Le retour de bâton est cruel pour l'archipel qui veut aujourd'hui en finir avec les énergies fossiles. 

Sept autres mines situées sur les hauteurs de Longyearbyen ont presque toutes fermé au fil du temps - la dernière le sera en 2025 - et le village a définitivement débranché sa centrale à charbon ce mois-ci au profit d'une installation au diesel, moins polluante, avant de passer aux renouvelables. 

Dorénavant, le Svalbard se concentrera sur ses deux autres piliers: le tourisme et la recherche scientifique.

Seul subsistera alors un filon de charbon exploité à Barentsburg, une communauté minière russe, où vivent un peu moins de 500 Russes et Ukrainiens essentiellement originaires du Donbass.  

Une bizarrerie du traité international qui a reconnu la souveraineté de la Norvège sur le Svalbard en 1920 fait que tous les ressortissants des parties contractantes ont le droit d'y exploiter les ressources naturelles sur un pied d'égalité. 

C'est à ce titre que la Russie, via la compagnie d'Etat Trust Arktikugol, maintient depuis des décennies une présence sur ce territoire stratégique appartenant à un pays membre de l'Otan.

Selon certains observateurs et les Russes eux-mêmes, c'est donc aussi pour limiter cette présence encombrante que la Norvège a mis en place de strictes régulations environnementales: environ les deux tiers des terres du Svalbard bénéficient d'une forme de protection.

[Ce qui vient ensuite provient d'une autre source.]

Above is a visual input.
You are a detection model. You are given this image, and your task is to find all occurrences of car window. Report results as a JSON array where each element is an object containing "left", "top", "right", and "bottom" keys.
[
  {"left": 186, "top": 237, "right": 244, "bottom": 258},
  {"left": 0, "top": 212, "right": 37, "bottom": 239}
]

Difficile de dire si de telles motivations ont joué un rôle dans la décision d'Oslo de restaurer, à grands frais, le site de Svea, note Mats Kirkebirkeland du think tank norvégien Civita.  

"Mais", dit-il, "il est indéniable que certaines des politiques environnementales norvégiennes et les politiques géostratégiques au Svalbard sont alignées".